There is a common deformity of the spine that is familiar to very few people, even though it occurs in up to five percent of the population (that’s one person out of twenty). It is called Spondylolisthesis (Spon-di-lo-lis-thee-sis), which is Greek for “slippage of the spine.” When an affected person is in his or her early teens, a weakness develops in one of the important bony struts that supports the spine. This almost always happens at the lowest vertebra, called L5.
This weakness causes the strut to snap with minimal trauma, such as a mild fall or even a sneeze. Sometimes the child will notice pain, but many times he or she won’t notice anything. Once this strut is broken, the spine can slowly, gradually slip forward. This is because only the disc between the vertebrae is now holding things aligned, and the disk is a soft, rubbery structure that can slowly deform. The slippage can rarely be quite severe: sometimes the spine can slip right off the pelvis! Fortunately, the slippage usually stops after only a little bit, and in any case the slippage stops once a person is fully grown (at about age 18 or so.)

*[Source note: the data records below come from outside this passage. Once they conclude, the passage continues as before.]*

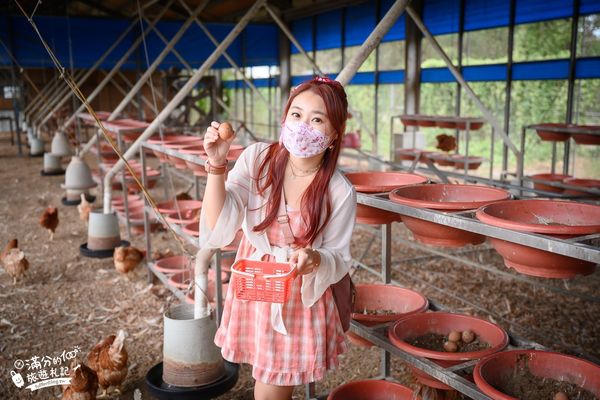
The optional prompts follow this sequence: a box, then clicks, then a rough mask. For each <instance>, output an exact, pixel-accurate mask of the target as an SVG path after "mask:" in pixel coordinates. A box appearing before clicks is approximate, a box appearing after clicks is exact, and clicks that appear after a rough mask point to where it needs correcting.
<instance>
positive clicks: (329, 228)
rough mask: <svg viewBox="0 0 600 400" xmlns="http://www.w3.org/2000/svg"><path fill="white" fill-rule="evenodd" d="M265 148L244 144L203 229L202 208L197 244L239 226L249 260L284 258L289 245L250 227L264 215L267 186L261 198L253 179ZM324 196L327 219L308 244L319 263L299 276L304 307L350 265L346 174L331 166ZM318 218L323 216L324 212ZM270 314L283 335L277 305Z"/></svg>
mask: <svg viewBox="0 0 600 400" xmlns="http://www.w3.org/2000/svg"><path fill="white" fill-rule="evenodd" d="M267 147H268V144H267V143H255V144H252V145H250V146H248V147H247V148H246V149H245V150H244V151H243V152H242V154H241V155H240V157H239V159H238V160H237V161H236V163H235V166H234V167H233V169H232V170H231V171H229V175H228V177H227V181H226V182H225V190H226V196H225V203H224V204H223V208H222V210H221V213H220V214H219V217H218V219H217V222H216V224H215V227H214V229H213V230H211V229H209V228H208V226H207V224H206V215H205V209H204V208H202V211H201V214H200V238H199V241H200V247H202V248H221V247H224V246H227V245H228V244H230V243H231V242H232V241H233V239H234V237H235V235H236V233H237V231H238V230H239V229H240V227H241V228H242V230H243V231H244V235H245V236H246V238H247V239H248V241H249V242H250V243H251V244H252V246H254V248H255V249H256V251H255V253H254V254H252V255H251V257H250V258H251V259H260V258H261V257H262V256H263V255H265V254H270V255H273V256H274V257H275V258H276V260H277V262H287V261H288V254H289V247H286V248H281V247H278V246H274V245H271V244H270V243H269V240H268V238H267V234H266V232H254V231H253V230H252V228H253V227H254V226H256V225H258V224H260V223H261V222H262V221H263V220H264V218H265V216H266V211H267V206H266V205H265V204H266V202H267V201H268V198H269V193H270V191H267V192H266V193H265V196H264V197H263V196H261V195H259V194H258V193H257V190H256V183H255V181H254V179H253V177H255V176H256V175H257V173H258V168H259V165H260V160H262V157H264V155H266V153H267V151H266V148H267ZM263 150H264V151H263ZM259 157H260V159H259ZM329 195H330V198H331V205H332V211H331V216H330V219H329V222H328V223H327V226H326V227H325V228H324V229H323V231H322V232H321V233H320V234H319V235H318V236H317V237H316V238H315V240H314V241H313V244H312V248H313V249H315V250H317V251H319V253H320V255H321V264H320V266H319V267H318V268H317V269H316V270H315V271H314V272H312V273H310V274H306V275H303V276H302V289H301V293H302V303H303V304H304V306H305V307H311V306H312V305H313V304H314V303H315V302H316V301H317V300H318V299H319V298H320V297H321V296H322V295H323V293H325V290H327V288H328V287H329V286H330V285H332V284H334V283H336V282H338V281H339V280H341V279H342V278H343V277H344V275H346V273H348V271H349V270H350V267H351V264H352V256H351V255H350V239H351V237H352V231H353V229H354V224H355V216H356V190H355V189H354V187H353V186H352V184H351V183H350V182H349V181H348V179H347V178H346V177H345V176H344V175H343V174H342V173H341V172H340V171H339V170H336V171H335V172H334V174H333V176H332V177H331V180H330V182H329ZM323 208H325V207H323ZM321 218H322V219H321V221H323V218H324V213H323V215H322V217H321ZM271 317H272V318H271V322H272V325H273V328H274V329H275V330H277V331H279V332H281V333H284V334H285V327H284V326H283V323H282V319H281V307H280V306H279V307H272V310H271Z"/></svg>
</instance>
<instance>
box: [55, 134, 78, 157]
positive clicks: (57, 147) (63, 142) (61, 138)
mask: <svg viewBox="0 0 600 400" xmlns="http://www.w3.org/2000/svg"><path fill="white" fill-rule="evenodd" d="M50 152H51V153H52V154H54V155H55V156H59V157H64V156H70V155H71V154H72V153H73V152H72V151H71V146H70V145H69V141H68V140H67V138H66V136H65V135H64V133H62V132H60V131H59V132H57V133H56V135H54V137H53V138H52V147H51V150H50Z"/></svg>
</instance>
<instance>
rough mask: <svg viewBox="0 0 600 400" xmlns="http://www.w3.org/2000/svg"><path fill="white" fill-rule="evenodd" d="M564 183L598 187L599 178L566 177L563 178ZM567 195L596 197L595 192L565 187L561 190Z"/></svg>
mask: <svg viewBox="0 0 600 400" xmlns="http://www.w3.org/2000/svg"><path fill="white" fill-rule="evenodd" d="M563 183H564V184H565V185H572V186H581V187H584V188H592V189H600V179H578V178H567V179H564V180H563ZM563 193H564V194H565V195H568V196H578V197H598V195H596V194H592V193H587V192H582V191H579V190H575V189H565V191H564V192H563Z"/></svg>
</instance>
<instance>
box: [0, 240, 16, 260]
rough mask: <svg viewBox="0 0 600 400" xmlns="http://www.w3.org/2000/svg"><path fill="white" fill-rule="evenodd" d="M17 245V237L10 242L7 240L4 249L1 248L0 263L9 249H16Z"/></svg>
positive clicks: (6, 254)
mask: <svg viewBox="0 0 600 400" xmlns="http://www.w3.org/2000/svg"><path fill="white" fill-rule="evenodd" d="M18 247H19V241H18V240H17V239H13V240H11V241H10V242H8V244H7V245H6V247H4V250H2V253H0V263H1V262H2V261H3V260H4V257H6V255H7V254H8V252H9V251H10V249H16V248H18Z"/></svg>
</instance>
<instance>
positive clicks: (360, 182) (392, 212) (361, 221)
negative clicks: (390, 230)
mask: <svg viewBox="0 0 600 400" xmlns="http://www.w3.org/2000/svg"><path fill="white" fill-rule="evenodd" d="M346 177H347V178H348V180H349V181H350V183H352V185H354V187H355V188H356V191H358V192H361V193H382V192H389V191H390V190H393V189H395V188H397V187H401V186H405V185H412V184H415V183H425V182H428V181H429V180H428V179H427V178H426V177H424V176H421V175H417V174H407V173H404V172H380V171H368V172H349V173H347V174H346ZM394 221H398V222H399V221H401V217H400V215H398V214H396V213H393V212H389V211H385V210H380V209H377V208H375V207H369V206H366V205H364V204H358V205H357V207H356V222H358V223H359V224H371V225H381V224H389V223H391V222H394Z"/></svg>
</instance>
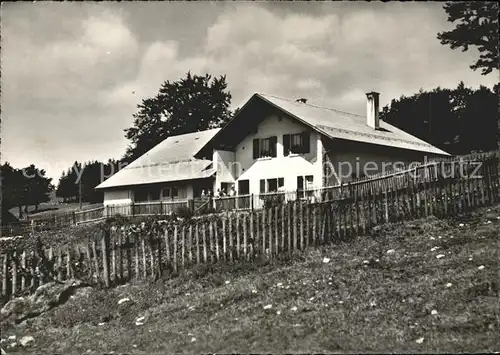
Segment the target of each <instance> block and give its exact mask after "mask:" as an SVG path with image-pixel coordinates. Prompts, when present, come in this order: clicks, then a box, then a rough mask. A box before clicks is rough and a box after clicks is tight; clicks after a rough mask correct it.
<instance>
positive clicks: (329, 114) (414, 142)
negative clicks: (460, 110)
mask: <svg viewBox="0 0 500 355" xmlns="http://www.w3.org/2000/svg"><path fill="white" fill-rule="evenodd" d="M257 95H259V96H260V97H262V98H263V99H264V100H266V101H268V102H269V103H271V104H273V105H275V106H277V107H279V108H280V109H282V110H284V111H286V112H287V113H288V114H290V115H291V116H294V117H296V118H298V119H301V120H303V121H305V122H307V123H309V124H310V125H312V126H314V127H316V128H317V129H318V130H319V131H320V132H321V133H323V134H324V135H327V136H329V137H331V138H340V139H346V140H351V141H358V142H363V143H370V144H377V145H384V146H388V147H394V148H401V149H409V150H416V151H421V152H426V153H433V154H442V155H449V154H448V153H446V152H445V151H443V150H441V149H439V148H437V147H435V146H433V145H432V144H429V143H427V142H425V141H423V140H421V139H419V138H417V137H415V136H412V135H411V134H409V133H407V132H405V131H403V130H400V129H399V128H396V127H394V126H392V125H390V124H388V123H386V122H384V121H382V120H380V129H378V130H375V129H373V128H372V127H370V126H368V125H367V124H366V117H365V116H361V115H357V114H354V113H348V112H343V111H338V110H335V109H331V108H326V107H321V106H315V105H310V104H307V103H300V102H296V101H295V100H290V99H284V98H281V97H277V96H272V95H266V94H257Z"/></svg>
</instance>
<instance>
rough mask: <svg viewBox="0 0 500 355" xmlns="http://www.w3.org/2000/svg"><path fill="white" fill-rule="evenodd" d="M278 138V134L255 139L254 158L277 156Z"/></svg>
mask: <svg viewBox="0 0 500 355" xmlns="http://www.w3.org/2000/svg"><path fill="white" fill-rule="evenodd" d="M277 143H278V139H277V137H276V136H273V137H269V138H264V139H254V140H253V158H254V159H258V158H265V157H272V158H275V157H276V145H277Z"/></svg>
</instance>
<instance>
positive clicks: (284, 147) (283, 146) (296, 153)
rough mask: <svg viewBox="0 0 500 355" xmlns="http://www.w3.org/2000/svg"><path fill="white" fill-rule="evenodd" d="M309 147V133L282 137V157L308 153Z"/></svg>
mask: <svg viewBox="0 0 500 355" xmlns="http://www.w3.org/2000/svg"><path fill="white" fill-rule="evenodd" d="M310 145H311V144H310V138H309V132H302V133H297V134H284V135H283V155H284V156H288V155H290V154H305V153H309V152H310V151H311V149H310Z"/></svg>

Most people with spondylolisthesis never know they have it until later in life. The typical patient with this condition begins to have pain anywhere from the late 40’s to the late 70’s. This is because the disk holding the spine together eventually wears out, and when it does, the pain starts. The usual pain from spondylolisthesis is a rather severe pain in the base of the spine, which often radiates into the hips or buttocks. It rarely can go down the legs if the nerves that come out of the spine get caught in the slippage.
In most people, the pain comes and goes. It can sometimes be severe, but simple treatments usually work, such as braces, physical therapy, and mild medications. About ten percent of patients develop pain which is chronic, severe, and unremitting. If none of the simple treatments work, we sometimes have to resort to surgical treatment. The operation is called a fusion: the slipped area is stabilized with titanium screws and rods, and further reinforced with a graft of transplanted bone. Most patients who require this surgery have significant relief of their pain.